Autoregressive Component — AR(p)
The autoregressive component of the ARIMA model is represented by AR(p), with the p parameter determining the number of lagged series that we use.
AR(0): White Noise
If we set the p parameter as zero (AR(0)), with no autoregressive terms. This time series is just white noise. Each data point is sampled from a distribution with a mean of 0 and a variance of sigma-squared. This results in a sequence of random numbers that can’t be predicted. This is really useful as it can serve as a null hypothesis, and protect our analyses from accepting false-positive patterns.
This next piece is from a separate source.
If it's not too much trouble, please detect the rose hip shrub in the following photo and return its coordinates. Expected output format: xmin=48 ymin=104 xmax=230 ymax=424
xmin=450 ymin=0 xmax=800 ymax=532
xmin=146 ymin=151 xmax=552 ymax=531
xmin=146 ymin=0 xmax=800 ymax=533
AR(1): Random Walks and Oscillations
With the p parameter set to 1, we are taking into account the previous timestamp adjusted by a multiplier, and then adding white noise. If the multiplier is 0 then we get white noise, and if the multiplier is 1 we get a random walk. If the multiplier is between 0 < α₁ < 1, then the time series will exhibit mean reversion. This means that the values tend to hover around 0 and revert to the mean after regressing from it.
AR(p): Higher-order terms
Increasing the p parameter even further is just means going further back and adding more timestamps adjusted by their own multipliers. We can go as far back as we want, but as we get further back it is more likely that we should use additional parameters such as the moving average (MA(q)).
“This component is not a rolling average, but rather the lags in the white noise.” — Matt Sosna
MA(q) is the moving average model and q is the number of lagged forecasting error terms in the prediction. In an MA(1) model, our forecast is a constant term plus the previous white noise term times a multiplier, added with the current white noise term. This is just simple probability + statistics, as we are adjusting our forecast based on previous white noise terms.
ARMA and ARIMA architectures are just the AR (Autoregressive) and MA (Moving Average) components put together.
The ARMA model is a constant plus the sum of AR lags and their multipliers, plus the sum of the MA lags and their multipliers plus white noise. This equation is the basis of all the models that come next and is a framework for many forecasting models across different domains.
ARIMA Formula — By Author
The ARIMA model is an ARMA model yet with a preprocessing step included in the model that we represent using I(d). I(d) is the difference order, which is the number of transformations needed to make the data stationary. So, an ARIMA model is simply an ARMA model on the differenced time series.